Malgré la multiplication des aides de l’État, le seuil historique franchi par la natalité en Chine

La trajectoire démographique de la deuxième économie mondiale continue de préoccuper les observateurs et les autorités locales. Alors que le gouvernement chinois multiplie les initiatives pour encourager les familles, les dernières données officielles dessinent une réalité statistique complexe, marquant un tournant inédit depuis la fondation de la République populaire au milieu du siècle dernier.

Selon les chiffres communiqués par le Bureau national des statistiques et relayés par l’agence Anadolu, le taux de natalité en Chine a chuté à un niveau historiquement bas en 2024. Il s’établit désormais à 5,6 naissances pour 1 000 habitants. Le volume total de nouveau-nés a reculé à 7,9 millions, soit une baisse de 1,6 million par rapport à l’année précédente. Il s’agit de la diminution la plus marquée enregistrée depuis 2020.

Une contraction démographique persistante

Cette baisse de la natalité a une incidence directe sur la démographie globale du pays. La population totale de la Chine a diminué de 3,4 millions de personnes sur l’année écoulée. Cette contraction marque la quatrième année consécutive de baisse annuelle, portant la population à 1,4 milliard d’habitants. Ces résultats interviennent malgré la volonté affichée par le président Xi Jinping de promouvoir une société « favorable à la natalité ».

Les autorités ont pourtant déployé un arsenal de mesures incitatives, allant des subventions financières à l’extension des congés parentaux. Toutefois, ces politiques publiques peinent pour l’instant à inverser la tendance, confrontées à des changements sociétaux profonds.
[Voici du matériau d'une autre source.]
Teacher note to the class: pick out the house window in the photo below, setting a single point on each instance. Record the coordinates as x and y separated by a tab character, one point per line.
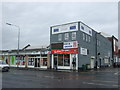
66	36
60	37
73	35
83	36
86	38
89	38
56	30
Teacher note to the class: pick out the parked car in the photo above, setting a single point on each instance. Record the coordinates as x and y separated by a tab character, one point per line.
4	66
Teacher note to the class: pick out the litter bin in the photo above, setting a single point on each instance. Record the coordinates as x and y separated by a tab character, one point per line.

Le recul historique des mariages

L’analyse des données révèle une corrélation étroite avec la chute du nombre d’unions. En 2024, la Chine a enregistré son nombre de mariages le plus bas depuis 1980. Seulement 6,1 millions de couples se sont unis, ce qui représente une baisse significative de 20,5 % par rapport à 2023. Parallèlement, le taux de divorce a connu une légère augmentation de 1,1 %.

Plusieurs facteurs structurels expliquent cette dynamique. Le nombre de femmes en âge de procréer diminue, tandis que les jeunes générations tendent à reporter le mariage et la parentalité. Les pressions économiques et sociales restent des freins majeurs, rendant les politiques de relance démographique moins opérantes à court terme.